Before I tell you about my dream, a history lesson. Some years ago DC had an amazing Summer event, one of my favorite events they ever did. For twelve weeks they released a big piece of newsprint that could be unfolded to reveal massive comics featuring an assortment of heroes. There were different tales all done by a cool team of writers and artists (and some writer-artists). Out-of-continuity yarns about Batman, Superman, Wonder Woman, Meatmorpho, Aquaman, Hawkman, and so forth were done by a who's-who of creators including such big names like Neil Gaimain, Kyle Baker, Amanda Conner, Walter Simonson, Joe Kubert, Dave Gibbons, and too many more to name, all who gave us lots of comic-book goodness. It was collected in a massive hardcover that matched the size of the newspaper when unfolded. I loved it, and DC hasn't done anything like it since 2009. Except in my dream.

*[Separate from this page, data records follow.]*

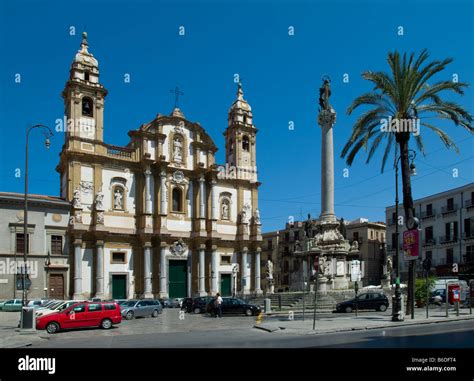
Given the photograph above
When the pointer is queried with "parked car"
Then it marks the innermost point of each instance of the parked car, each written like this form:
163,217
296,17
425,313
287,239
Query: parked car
232,306
197,305
176,302
12,305
366,301
36,303
56,307
141,308
81,315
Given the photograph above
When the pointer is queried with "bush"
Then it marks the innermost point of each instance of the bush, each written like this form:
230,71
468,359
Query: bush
421,286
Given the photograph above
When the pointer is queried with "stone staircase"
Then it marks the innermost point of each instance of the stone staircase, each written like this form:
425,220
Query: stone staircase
294,300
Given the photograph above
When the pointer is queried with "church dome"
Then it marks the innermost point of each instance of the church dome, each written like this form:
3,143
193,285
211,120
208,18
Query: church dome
83,56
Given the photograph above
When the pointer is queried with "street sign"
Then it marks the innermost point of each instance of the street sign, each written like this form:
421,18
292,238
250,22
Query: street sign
356,275
19,282
411,244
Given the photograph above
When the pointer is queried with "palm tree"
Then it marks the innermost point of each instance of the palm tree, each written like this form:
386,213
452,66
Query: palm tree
405,95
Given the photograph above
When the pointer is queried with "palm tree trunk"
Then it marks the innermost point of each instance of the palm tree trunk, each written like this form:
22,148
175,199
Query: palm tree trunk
407,205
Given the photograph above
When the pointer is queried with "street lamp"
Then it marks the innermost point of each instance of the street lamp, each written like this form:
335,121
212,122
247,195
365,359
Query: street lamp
47,134
396,306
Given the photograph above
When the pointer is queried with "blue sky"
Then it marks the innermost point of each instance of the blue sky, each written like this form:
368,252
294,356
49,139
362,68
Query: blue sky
281,75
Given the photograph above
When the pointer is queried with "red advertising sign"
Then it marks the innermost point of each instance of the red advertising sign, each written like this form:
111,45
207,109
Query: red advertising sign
411,244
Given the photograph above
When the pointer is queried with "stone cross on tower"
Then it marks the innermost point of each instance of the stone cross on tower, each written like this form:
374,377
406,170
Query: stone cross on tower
326,119
176,93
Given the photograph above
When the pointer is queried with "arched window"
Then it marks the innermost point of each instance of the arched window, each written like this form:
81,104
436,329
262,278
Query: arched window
245,143
177,204
225,209
87,105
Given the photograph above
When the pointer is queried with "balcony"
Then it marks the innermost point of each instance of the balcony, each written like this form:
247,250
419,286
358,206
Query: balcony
468,235
447,239
428,214
449,209
119,152
429,242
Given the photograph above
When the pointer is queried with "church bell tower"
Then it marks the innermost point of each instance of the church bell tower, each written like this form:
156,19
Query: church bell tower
84,97
240,138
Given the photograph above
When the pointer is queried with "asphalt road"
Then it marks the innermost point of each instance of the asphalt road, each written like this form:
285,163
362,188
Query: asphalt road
438,335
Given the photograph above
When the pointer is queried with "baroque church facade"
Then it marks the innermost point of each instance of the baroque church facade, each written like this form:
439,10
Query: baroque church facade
158,217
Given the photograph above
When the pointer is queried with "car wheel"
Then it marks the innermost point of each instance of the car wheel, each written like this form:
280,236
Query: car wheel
106,324
52,327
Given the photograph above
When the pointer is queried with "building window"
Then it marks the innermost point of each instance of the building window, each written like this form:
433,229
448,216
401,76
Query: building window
451,230
177,203
56,244
20,242
119,257
450,204
429,255
225,260
118,197
246,143
469,253
449,255
225,209
429,210
469,227
87,106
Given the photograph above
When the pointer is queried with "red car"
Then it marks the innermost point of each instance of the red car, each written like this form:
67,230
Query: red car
82,314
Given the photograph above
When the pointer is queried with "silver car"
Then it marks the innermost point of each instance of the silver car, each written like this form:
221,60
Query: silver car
141,308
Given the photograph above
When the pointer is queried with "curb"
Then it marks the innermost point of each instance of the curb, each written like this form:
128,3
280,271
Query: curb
401,324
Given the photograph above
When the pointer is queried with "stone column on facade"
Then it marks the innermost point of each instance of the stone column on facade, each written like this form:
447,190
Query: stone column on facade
99,279
258,288
148,201
147,274
326,120
202,271
213,200
190,273
78,270
214,270
245,272
202,198
163,274
163,195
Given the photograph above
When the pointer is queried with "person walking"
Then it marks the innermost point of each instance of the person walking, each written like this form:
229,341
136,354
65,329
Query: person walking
218,305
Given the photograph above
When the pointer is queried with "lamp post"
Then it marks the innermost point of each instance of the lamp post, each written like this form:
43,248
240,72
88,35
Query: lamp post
47,134
397,307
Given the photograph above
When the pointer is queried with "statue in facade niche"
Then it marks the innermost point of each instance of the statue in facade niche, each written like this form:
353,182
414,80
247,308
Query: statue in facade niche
76,201
99,201
225,211
257,216
177,150
118,199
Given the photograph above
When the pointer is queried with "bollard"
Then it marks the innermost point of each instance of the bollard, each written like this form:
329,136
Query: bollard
268,305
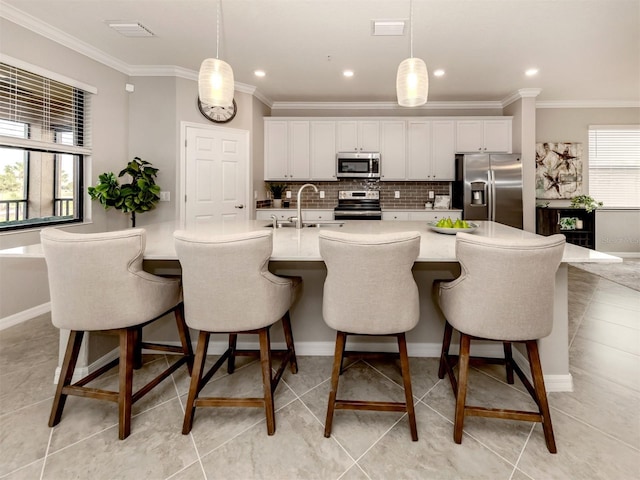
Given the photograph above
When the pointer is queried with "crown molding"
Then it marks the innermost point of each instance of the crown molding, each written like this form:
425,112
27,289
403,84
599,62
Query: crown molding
37,26
588,104
383,106
41,28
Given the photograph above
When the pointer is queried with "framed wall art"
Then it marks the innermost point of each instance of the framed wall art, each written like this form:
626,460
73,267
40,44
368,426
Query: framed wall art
558,170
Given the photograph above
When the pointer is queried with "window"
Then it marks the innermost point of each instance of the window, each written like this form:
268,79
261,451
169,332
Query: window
43,146
614,165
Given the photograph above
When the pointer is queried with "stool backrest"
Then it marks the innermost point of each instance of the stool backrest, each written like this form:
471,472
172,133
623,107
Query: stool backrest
506,288
96,280
369,287
227,286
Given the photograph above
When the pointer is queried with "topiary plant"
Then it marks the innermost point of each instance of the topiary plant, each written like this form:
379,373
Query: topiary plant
586,202
141,195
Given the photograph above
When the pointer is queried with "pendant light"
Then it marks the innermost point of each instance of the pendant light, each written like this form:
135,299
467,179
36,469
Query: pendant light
412,81
215,78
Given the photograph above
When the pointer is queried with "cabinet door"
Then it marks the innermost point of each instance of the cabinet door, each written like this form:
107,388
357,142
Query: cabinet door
497,136
323,150
419,150
347,133
276,150
443,150
392,149
299,150
369,136
469,136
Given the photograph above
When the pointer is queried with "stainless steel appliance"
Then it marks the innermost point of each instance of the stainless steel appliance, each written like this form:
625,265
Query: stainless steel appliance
358,205
489,187
358,165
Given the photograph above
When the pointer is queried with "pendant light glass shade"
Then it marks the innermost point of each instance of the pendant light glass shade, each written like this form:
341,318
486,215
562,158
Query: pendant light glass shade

Now then, a couple days ago I had a dream, you may know the kind. I refer to if you ever have a dream where you don't recall the majority of what occurred but a small detail stands-out in your mind? I had such a dream. I don't recall the general plot/focus, but at one point within this dream I'm in a Barnes and Noble and spot a massive hardcover collecting something called, "More Wednesday Comics." Within the dream I glanced at the front and back before my dream continued with whatever surreal story it was telling--I honestly can't recall the rest--I remember that book with a shocking clarity however. "More Wednesday Comics," on the back describes how it is the hardcover collecting the, "Sequel to the smash-hit series before it," with a focus on creators returning to characters they did beloved runs on for fresh takes along with new talent.
|Interestingly enough, Quitely has drawn a version of The Question. |
It was for the, "Pax Romana," one-shot as a part of, "The Multiversity."
The book discuses how it has stories such as a new strip on The Question written by Denny O'Neil (who did my favorite run on the character) with art by Frank Quietly. Also, none other than Alan Moore writing a horror-heavy story about Swamp Thing illustrated by Bernie Wrightson. Grant Morrison stops by to do a darker take on, "Superman," basically completely counter to, "All-Star Superman," with art by Eduardo Risso (who in real-life illustrated the Batman-story in the original, "Wednesday Comics," publication). Frank Miller writes and draws a story that involves weird time-travel resulting in his Batman from, "Year One," meeting-up with the one from, "Dark Knight Returns," and basically being disgusted and pledging he'll never end-up like his older-self, whilst the older-Batman mocks the younger one's naivete. Jack Kirby and Tom King collaborating for a, "Fourth World," epic co-written together and illustrated by Kirby in the vein of the recent, "Mister Miracle," sounded cool, and for some reason Jim Balent writes and draws, "Wonder Woman," which within the dream confused me as he is of course known for his work on, "Catwoman," and never wrote or illustrated Wonder Woman as far as I know, but trying to make sense of a dream is a fool's errand. It was all very strange yet exciting.
A lot of these stories couldn't happen or won't happen (Alan Moore isn't exactly on speaking-terms with DC, Jack Kirby died before Tom King even started making comics, etc.) but within my dream this big hardcover book existed and was glorious. I told my wife how I had a dream about a comic that didn't exist and she asked if maybe it really did, at least in some form. She wondered if I didn't utterly imagine it, which I had to tell her I tragically did. This made me wonder what it would be like if something at least slightly like my dream could happen--I mean, if DC ever made a sequel to, "Wednesday Comics," I would for sure want to buy it as it came out and when it was collected. After all, even if my version I dreamed about is impossible to create (in this reality at least) I would enjoy any kind of, "More Wednesday Comics," DC could potentially give us. For now though, all I can do is literally dream.